= Warpigs (band) =

Hungarian rock band

Warpigs was a Hungarian rock band formed in 1993
.

==History==
After several member changes, the classic lineup from 1997 consisted of the two Eszenyi brothers, György Újhelyi and Bálint Gátos. They split in 1999 with singer Péter Eszenyi leaving the band. Several singers were drafted to replace him, including Marci Lombos and Chris Alexander, but none of them stayed for long. In 2006 they started playing together again with Eszenyi as singer. Bassist Bálint Gátos has been replaced with Péter Szabó (Igor, HAW) at concerts during the 2010s. They haven't been active in the 2020s.

In the 1990s they played at several high-profile gigs and festivals including Sziget Festival in Budapest and Volt Festival in Sopron, as well as opening for Dog Eat Dog, Bon Jovi, Biohazard and Kiss.

The band took their name from the song War Pigs by British heavy metal rockers Black Sabbath from their 1970 album, Paranoid. Faith No More, which influenced the music of Warpigs, also did a cover of this song on their album The Real Thing. The song talks about war and the absurdities of those who make war without regard to the powerless people who are sent to die. It's sometimes called a protest song.
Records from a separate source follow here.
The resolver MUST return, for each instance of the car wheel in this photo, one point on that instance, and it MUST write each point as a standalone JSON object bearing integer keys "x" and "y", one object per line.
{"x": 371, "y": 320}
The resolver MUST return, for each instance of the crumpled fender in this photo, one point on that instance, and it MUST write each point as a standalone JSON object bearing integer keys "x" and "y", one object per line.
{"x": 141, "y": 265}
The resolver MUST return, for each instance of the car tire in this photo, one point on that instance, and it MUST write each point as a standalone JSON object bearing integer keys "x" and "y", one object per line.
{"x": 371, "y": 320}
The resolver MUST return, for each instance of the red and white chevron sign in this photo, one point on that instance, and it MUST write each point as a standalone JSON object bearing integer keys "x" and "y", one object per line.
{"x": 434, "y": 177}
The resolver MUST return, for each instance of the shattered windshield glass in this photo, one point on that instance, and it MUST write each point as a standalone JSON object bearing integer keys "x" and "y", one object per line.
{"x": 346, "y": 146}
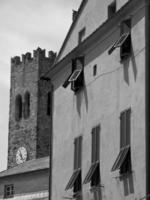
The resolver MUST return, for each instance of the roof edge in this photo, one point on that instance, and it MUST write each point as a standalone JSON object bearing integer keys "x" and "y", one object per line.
{"x": 83, "y": 3}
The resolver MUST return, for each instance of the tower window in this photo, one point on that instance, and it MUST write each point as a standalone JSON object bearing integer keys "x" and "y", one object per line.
{"x": 8, "y": 191}
{"x": 111, "y": 9}
{"x": 49, "y": 103}
{"x": 27, "y": 105}
{"x": 18, "y": 107}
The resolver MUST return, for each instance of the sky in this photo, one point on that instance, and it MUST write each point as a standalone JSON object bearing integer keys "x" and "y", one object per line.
{"x": 24, "y": 26}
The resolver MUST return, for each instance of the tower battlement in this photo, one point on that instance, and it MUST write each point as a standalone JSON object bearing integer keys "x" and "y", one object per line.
{"x": 37, "y": 54}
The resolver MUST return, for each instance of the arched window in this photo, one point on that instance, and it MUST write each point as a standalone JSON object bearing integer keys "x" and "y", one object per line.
{"x": 26, "y": 105}
{"x": 49, "y": 103}
{"x": 18, "y": 107}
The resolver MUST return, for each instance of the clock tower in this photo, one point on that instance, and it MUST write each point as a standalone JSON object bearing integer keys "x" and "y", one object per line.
{"x": 30, "y": 107}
Their first video, Szandál, was directed by Nimród Antal, who later used the same idea for his first major motion picture Kontroll (2003). He and the band members came up with the idea for the video together, however, they are uncredited on Kontroll.
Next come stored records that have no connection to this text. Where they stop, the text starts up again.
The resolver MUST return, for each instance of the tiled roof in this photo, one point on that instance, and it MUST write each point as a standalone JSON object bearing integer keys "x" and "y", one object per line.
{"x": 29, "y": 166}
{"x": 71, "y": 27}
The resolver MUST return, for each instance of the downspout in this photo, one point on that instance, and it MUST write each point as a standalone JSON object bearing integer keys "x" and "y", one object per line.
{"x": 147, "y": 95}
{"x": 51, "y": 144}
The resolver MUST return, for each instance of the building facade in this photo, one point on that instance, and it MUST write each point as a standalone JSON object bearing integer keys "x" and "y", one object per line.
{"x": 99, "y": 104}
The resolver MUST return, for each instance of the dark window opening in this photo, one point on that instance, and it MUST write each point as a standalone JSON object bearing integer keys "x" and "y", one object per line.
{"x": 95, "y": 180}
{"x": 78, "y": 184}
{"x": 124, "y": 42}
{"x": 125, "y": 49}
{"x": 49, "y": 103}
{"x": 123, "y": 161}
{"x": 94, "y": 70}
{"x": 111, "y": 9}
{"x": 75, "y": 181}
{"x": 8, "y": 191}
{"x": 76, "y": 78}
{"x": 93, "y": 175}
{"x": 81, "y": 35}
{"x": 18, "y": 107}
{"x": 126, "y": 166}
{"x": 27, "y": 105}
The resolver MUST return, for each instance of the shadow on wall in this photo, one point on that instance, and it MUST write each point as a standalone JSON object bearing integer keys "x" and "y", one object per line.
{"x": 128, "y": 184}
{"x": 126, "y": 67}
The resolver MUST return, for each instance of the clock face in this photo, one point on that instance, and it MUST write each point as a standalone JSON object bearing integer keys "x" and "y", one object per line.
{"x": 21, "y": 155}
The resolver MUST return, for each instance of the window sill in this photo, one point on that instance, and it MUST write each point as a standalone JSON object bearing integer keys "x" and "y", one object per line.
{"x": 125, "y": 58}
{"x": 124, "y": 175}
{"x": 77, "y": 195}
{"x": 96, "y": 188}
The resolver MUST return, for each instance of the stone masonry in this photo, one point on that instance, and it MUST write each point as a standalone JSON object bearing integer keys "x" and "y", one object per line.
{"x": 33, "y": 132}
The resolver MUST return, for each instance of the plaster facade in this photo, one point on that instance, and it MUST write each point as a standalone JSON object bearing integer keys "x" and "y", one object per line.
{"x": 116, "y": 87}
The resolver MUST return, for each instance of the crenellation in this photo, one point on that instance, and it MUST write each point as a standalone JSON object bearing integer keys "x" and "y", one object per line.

Hungarian Olympic champion water polo player Gergely Kiss is one of their biggest fans.

Gábor Eszenyi has since joined a new band called Jamestown in London where both he and his brother Peter now live. Peter Eszenyi is a visual effects (VFX) supervisor.
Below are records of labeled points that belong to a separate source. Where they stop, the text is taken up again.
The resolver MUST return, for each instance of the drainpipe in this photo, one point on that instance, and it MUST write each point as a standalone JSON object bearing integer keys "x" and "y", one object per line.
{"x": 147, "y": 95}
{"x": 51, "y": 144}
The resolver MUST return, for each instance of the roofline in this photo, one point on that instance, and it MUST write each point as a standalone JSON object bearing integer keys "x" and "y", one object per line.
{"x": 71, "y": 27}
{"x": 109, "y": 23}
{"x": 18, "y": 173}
Their single Monte Carlo is still regularly played on radio stations.

==Members==
- Singer: Péter "Petas" Eszenyi (sometimes credited as Peter Eszenyi)
- Drums: Gábor "Hekk" Eszenyi
- Guitar: György "Jimbo" Újhelyi
- Bass: Péter "Pó" Szabó
- Bass: Bálint Gátos (currently not a member)
- Keyboard: Peter "Dudu" Dózsa (currently not a member)
- Extra Vocals: Bence Balázs (currently not a member)

==Discography==
- Collected (1995, demo)
- Rapid (1997 Polygram)
- Quartz (1999 Polygram/3T) produced by Emmy-winning recording engineer Donal Hodgson.
- Analóg (2000, EP)

==Awards and nominations==
- Rapid was nominated for the Golden Giraffe Award in 1998. This is the most prestigious Hungarian music award, presented by the Association of Hungarian Record Companies (MAHASZ). The award is currently known as the Fonogram Award.
- Quartz was nominated for the Golden Giraffe Award in 2000.
- Monte Carlo was included on MR2 Petofi Radio's top 100 list of the past 10 years at No. 68. The list was compiled in 2011 March.

Their second video for the song Monte Carlo, directed by Márton Nyitrai, won MTV Europe's Best Hungarian Music Video award in 1999.